7. Observability, Evaluation Tools, and Future Directions
Recent frameworks, such as MAESTRO (Ma et al., 1 Jan 2026), have standardized MAS execution and instrumented controlled comparison, integrating third-party MAS via adapters, exporting complete telemetry, and rigorously analyzing call-graph stability, resource consumption, and failure signatures.
Empirical findings underscore that MAS architecture exerts a greater influence on cost, latency, accuracy, and reproducibility than base model upgrades or tool choices. Richer workflows increase semantic failure rates and may penalize final accuracy unless carefully designed and debugged. End-to-end signal harvesting enables fine-grained triage and reproducible optimization.
Limitations remain: coverage of novel MAS methods is incomplete, and many frameworks lack challenging long-horizon planning benchmarks or comprehensive user studies.

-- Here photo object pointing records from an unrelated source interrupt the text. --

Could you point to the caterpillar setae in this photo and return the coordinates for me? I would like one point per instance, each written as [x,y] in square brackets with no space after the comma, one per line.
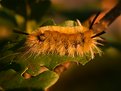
[64,40]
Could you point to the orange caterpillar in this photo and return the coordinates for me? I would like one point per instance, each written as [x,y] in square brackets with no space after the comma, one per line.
[61,40]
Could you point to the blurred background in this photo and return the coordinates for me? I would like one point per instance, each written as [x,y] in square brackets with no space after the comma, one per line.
[101,74]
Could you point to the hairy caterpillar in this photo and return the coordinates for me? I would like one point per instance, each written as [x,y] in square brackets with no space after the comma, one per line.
[70,41]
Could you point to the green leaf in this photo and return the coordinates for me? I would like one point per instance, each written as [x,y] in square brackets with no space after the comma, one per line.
[11,80]
[34,63]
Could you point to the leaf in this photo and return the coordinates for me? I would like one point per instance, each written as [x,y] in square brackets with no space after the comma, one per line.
[47,23]
[11,80]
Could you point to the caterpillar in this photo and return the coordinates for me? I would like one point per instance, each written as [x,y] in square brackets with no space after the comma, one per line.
[64,40]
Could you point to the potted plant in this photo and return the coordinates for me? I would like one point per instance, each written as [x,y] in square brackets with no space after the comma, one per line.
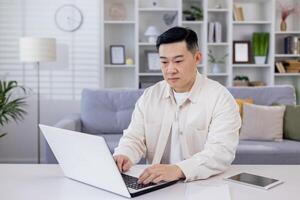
[260,44]
[10,108]
[216,62]
[241,81]
[194,13]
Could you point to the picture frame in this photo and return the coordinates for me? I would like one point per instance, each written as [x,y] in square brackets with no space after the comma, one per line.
[241,52]
[117,54]
[153,61]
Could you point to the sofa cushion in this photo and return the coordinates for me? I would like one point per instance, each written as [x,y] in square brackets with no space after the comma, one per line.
[269,95]
[262,122]
[107,111]
[291,125]
[267,152]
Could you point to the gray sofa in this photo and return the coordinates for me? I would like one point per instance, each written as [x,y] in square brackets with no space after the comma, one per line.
[108,113]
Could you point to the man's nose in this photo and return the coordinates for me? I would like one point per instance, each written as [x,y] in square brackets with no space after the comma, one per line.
[171,68]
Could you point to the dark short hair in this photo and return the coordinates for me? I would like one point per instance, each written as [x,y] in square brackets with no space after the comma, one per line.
[179,34]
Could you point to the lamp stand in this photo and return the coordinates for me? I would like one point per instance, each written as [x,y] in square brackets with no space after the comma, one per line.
[38,114]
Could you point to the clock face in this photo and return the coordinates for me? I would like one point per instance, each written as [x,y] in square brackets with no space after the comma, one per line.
[68,18]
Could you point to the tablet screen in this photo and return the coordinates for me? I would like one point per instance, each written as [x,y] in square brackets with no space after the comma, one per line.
[253,179]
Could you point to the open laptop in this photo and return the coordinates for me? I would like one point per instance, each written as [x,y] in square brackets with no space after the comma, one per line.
[86,158]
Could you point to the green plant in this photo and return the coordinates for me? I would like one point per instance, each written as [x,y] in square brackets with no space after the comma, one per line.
[260,43]
[194,13]
[213,59]
[10,108]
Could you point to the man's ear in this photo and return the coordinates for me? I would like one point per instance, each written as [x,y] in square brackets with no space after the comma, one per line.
[198,57]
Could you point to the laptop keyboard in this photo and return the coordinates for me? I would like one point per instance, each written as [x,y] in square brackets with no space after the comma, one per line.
[132,182]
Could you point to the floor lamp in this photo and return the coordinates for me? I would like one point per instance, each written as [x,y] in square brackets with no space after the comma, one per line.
[36,50]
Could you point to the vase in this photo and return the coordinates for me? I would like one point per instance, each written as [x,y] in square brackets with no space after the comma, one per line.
[283,25]
[216,68]
[260,59]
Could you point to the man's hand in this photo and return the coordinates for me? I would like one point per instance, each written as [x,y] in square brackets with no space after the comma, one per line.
[160,172]
[123,162]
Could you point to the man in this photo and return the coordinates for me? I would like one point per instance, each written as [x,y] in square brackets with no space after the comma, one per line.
[187,125]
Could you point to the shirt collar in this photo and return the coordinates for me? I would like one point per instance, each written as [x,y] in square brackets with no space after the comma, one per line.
[198,84]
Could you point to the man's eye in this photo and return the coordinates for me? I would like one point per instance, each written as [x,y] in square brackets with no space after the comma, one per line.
[178,61]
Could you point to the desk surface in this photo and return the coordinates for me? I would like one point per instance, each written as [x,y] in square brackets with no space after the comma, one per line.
[29,181]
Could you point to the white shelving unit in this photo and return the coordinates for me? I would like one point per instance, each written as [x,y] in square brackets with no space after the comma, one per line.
[140,14]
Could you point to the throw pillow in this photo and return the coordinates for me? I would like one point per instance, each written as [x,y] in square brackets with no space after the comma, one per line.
[262,122]
[291,125]
[241,102]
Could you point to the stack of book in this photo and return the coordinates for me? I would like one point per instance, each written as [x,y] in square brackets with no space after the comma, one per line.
[238,14]
[288,66]
[292,45]
[214,32]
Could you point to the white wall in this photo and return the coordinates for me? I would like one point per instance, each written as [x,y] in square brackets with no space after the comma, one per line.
[61,82]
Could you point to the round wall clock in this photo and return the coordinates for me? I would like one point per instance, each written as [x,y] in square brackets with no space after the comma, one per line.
[68,18]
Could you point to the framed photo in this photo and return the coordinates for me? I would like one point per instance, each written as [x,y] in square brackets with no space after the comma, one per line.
[117,54]
[153,60]
[241,52]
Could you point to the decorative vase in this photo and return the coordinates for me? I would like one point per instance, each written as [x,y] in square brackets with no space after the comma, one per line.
[283,25]
[216,68]
[260,59]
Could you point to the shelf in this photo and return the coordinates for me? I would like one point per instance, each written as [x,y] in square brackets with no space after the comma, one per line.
[287,32]
[219,74]
[217,10]
[157,9]
[192,22]
[151,74]
[146,44]
[218,44]
[287,55]
[119,22]
[119,66]
[250,65]
[287,74]
[252,22]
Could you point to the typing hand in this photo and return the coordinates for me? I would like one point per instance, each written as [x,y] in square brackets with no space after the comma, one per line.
[160,172]
[123,162]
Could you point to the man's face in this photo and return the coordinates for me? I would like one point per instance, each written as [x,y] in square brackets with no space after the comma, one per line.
[179,65]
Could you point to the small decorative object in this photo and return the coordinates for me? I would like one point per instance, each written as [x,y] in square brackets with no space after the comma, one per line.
[241,52]
[260,44]
[152,33]
[216,68]
[117,10]
[194,13]
[153,60]
[241,81]
[68,18]
[117,54]
[285,11]
[12,108]
[154,3]
[129,61]
[169,18]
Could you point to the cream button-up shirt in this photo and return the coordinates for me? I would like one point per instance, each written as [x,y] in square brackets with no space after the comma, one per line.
[209,124]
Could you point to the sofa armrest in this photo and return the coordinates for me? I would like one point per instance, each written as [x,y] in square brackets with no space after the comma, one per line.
[71,122]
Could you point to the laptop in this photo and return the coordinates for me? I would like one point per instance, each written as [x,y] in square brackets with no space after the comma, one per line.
[86,158]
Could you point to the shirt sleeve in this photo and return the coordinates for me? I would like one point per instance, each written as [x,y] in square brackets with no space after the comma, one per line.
[132,143]
[222,140]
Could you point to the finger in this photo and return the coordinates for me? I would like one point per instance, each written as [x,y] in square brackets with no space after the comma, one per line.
[158,179]
[143,176]
[150,178]
[120,161]
[126,165]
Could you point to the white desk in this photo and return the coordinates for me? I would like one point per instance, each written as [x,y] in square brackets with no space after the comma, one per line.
[26,181]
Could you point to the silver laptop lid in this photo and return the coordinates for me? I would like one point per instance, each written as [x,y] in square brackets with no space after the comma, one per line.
[85,158]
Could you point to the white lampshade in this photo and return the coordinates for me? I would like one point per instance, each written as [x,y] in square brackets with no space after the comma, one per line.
[33,49]
[152,31]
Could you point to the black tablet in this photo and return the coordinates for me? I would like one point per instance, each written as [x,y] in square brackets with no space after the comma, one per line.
[254,180]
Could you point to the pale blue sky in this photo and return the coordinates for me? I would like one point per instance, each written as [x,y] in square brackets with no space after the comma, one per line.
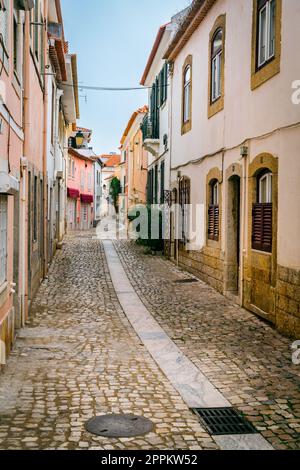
[112,40]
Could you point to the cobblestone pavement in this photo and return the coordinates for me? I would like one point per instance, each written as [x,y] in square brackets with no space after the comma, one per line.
[79,357]
[247,360]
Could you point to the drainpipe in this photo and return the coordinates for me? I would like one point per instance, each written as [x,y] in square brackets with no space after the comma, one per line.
[245,152]
[170,161]
[24,173]
[45,129]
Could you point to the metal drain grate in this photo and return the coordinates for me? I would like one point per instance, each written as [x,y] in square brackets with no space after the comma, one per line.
[186,281]
[224,421]
[119,426]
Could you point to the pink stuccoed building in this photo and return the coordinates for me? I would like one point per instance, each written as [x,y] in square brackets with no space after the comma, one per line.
[80,191]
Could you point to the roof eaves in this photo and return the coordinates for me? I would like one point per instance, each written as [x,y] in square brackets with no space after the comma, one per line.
[154,50]
[195,15]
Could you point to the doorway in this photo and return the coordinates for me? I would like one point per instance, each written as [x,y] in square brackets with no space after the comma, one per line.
[233,248]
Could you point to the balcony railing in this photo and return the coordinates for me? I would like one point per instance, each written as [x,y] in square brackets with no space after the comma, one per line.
[149,128]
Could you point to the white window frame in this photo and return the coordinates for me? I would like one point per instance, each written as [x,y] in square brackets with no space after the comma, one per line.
[3,239]
[268,177]
[187,95]
[82,179]
[4,30]
[216,77]
[215,194]
[269,42]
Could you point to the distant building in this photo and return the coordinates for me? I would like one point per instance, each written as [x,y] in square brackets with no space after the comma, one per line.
[98,188]
[110,170]
[133,166]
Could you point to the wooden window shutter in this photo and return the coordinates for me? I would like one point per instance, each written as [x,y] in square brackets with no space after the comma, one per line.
[262,227]
[213,222]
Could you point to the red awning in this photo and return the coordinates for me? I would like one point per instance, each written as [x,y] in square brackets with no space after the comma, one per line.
[73,193]
[87,198]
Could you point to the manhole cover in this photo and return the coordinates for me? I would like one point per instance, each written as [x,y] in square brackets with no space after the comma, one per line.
[119,426]
[224,421]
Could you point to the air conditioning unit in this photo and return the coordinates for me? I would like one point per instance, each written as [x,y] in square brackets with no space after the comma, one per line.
[26,5]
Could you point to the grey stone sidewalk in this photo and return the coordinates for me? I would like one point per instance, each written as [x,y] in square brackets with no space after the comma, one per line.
[79,357]
[243,357]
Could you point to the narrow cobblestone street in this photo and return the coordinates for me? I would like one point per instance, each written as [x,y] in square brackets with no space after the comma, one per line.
[79,357]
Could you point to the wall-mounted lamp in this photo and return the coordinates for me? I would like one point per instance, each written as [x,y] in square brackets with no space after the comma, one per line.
[244,151]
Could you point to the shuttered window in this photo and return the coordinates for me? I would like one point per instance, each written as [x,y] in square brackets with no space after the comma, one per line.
[3,239]
[163,84]
[4,10]
[162,183]
[262,215]
[216,65]
[187,94]
[214,212]
[184,201]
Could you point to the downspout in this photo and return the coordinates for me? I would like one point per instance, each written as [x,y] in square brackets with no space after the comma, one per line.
[244,225]
[45,195]
[176,241]
[24,171]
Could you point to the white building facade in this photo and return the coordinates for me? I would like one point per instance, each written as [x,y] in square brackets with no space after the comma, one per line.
[235,140]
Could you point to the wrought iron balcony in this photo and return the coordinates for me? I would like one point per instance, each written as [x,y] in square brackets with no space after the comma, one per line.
[150,129]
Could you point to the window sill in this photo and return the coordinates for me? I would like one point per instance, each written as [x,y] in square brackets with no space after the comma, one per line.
[265,73]
[16,83]
[186,127]
[215,107]
[260,252]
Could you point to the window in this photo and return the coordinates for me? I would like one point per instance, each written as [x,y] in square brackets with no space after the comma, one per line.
[184,201]
[35,210]
[266,31]
[150,187]
[3,239]
[214,212]
[15,36]
[187,94]
[4,31]
[262,214]
[265,189]
[266,41]
[36,29]
[216,65]
[162,183]
[163,84]
[89,182]
[53,114]
[156,185]
[154,110]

Ongoing research targets scaling to larger agent societies, deeper retrieval-augmented models, hierarchical consensus, and benchmark diversification.
The methodological and empirical rigor enforced by unified environments, dynamic topologies, principled security, and quantitative observability provides a practical and theoretical foundation for designing robust, efficient, and high-performance LLM-based MAS. As new agent classes, benchmarks, security threats, and optimization paradigms emerge, research-centric codebases (MASLab, MAESTRO) and advanced frameworks (AMAS, DynaSwarm, Optima) will continue to track, validate, and extend the collective intelligence frontier of LLM-based multi-agent systems.